On 16.03.2016 02:21, SangHyuk Kim wrote:
Dear Nathan,

I know QAM is the fastest modulation because it can carry more bits per symbol. This is a reason why I use QAM modulation.

As bits per symbol level is higher, bit error rates will be increased. I expected it returns feasible error rate. However, error rates were too high. So I wondered "is this normal case or what is it I'm missing".
Well, how do you figure it is "too high"?

I mean, the math is all there: A packet of length N symbols for which we assume that the error probability is identical and independent fails when at least one of these flips (assuming CRC is collision free, which we can easily do).
The packet error probability is then the complementary to the packet success probility, which is the product of the individual symbol error probabilities. These being IID (as assumed above), this packet success probability is instantly clear:
$P_\text{packet
      good} = (P_\text{symbol good})^N$.


Just a quick example: If your channel's SNR and your modulation / pulse shaping choices lead to a symbol error probability of $10^{-4}$ (which is pretty good), and your packets are 1500B long, and you're using 16QAM, i.e. 4b/Symbol, then your packet has $N=3000$ symbols:

$P_\text{packet
      good} = (P_\text{symbol good})^N = (1-10^{-4})^{3000}\approx
      74\%$

But what symbol error probabilities are realistic?

Let's assume we're doing 16-QAM. One can, based on a noise model (which typically has Gaussian noise amplitude) derive the error probabilities for all 16 QAM points (using the Q function) that another point is detected instead, average that, and come to a formula that gives one symbol error probabilty $P_\text{symbol
      wrong} = 1-P_\text{symbol good}$. Not going to do that here.
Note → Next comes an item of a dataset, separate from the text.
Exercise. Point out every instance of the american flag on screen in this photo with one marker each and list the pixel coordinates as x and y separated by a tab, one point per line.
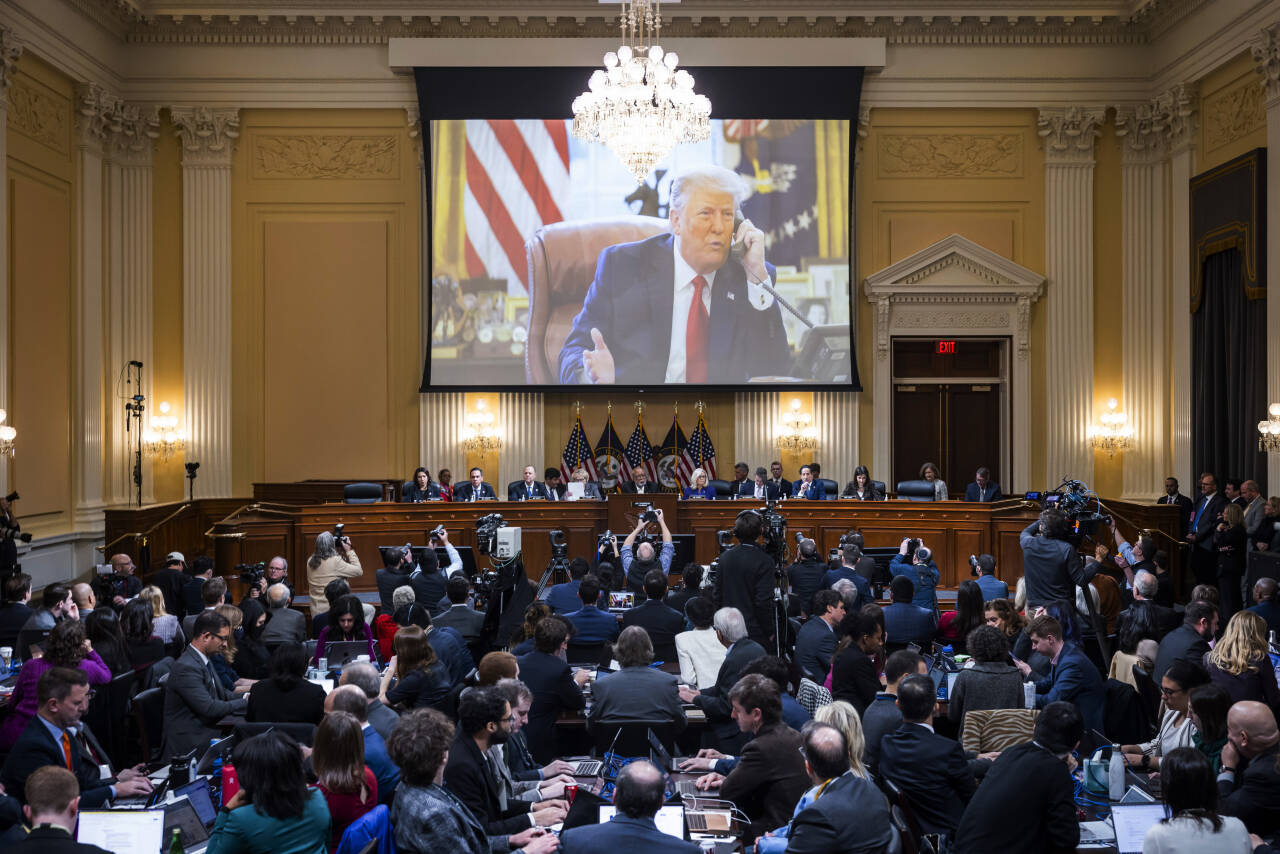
698	452
577	452
516	181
Many digital communication textbooks do that, and if you're used to dealing with probabilities, you can do that on your own. Usually a shortcut is taken and only the probabilities of switching to the nearest neighboring constellation points are considered. That approximation holds well for QAM.

The approximate solution given in such calculation is typically (you should really do some literature research on your own) something like

$P_\text{symbol
      wrong} \approx 3\, Q\left(\frac{2}{\sqrt
      5}\sqrt{\frac{E_b}{N_0}}\right)$

with the Q-Function $Q(x)$ being the probality that a normal Gaussian random variable takes a value larger than $x$,
$\frac{E_b}{N_0}$ being the bit energy to noise power density ratio; that should be defined as
$\frac{E_b}{N_0}
      = \text{SNR} \cdot \frac{B_\text{signal}}{r_\text{bits}}$, i.e. the SNR on the channel times the spectrum-per-bit-rate.

You do the math; is the packet error rate really so much higher than what you'd expect under these formulas? If it really is by more than a factor of 2, this is worth looking into any further. If it is not: well, you won't be much better with an SNR like that.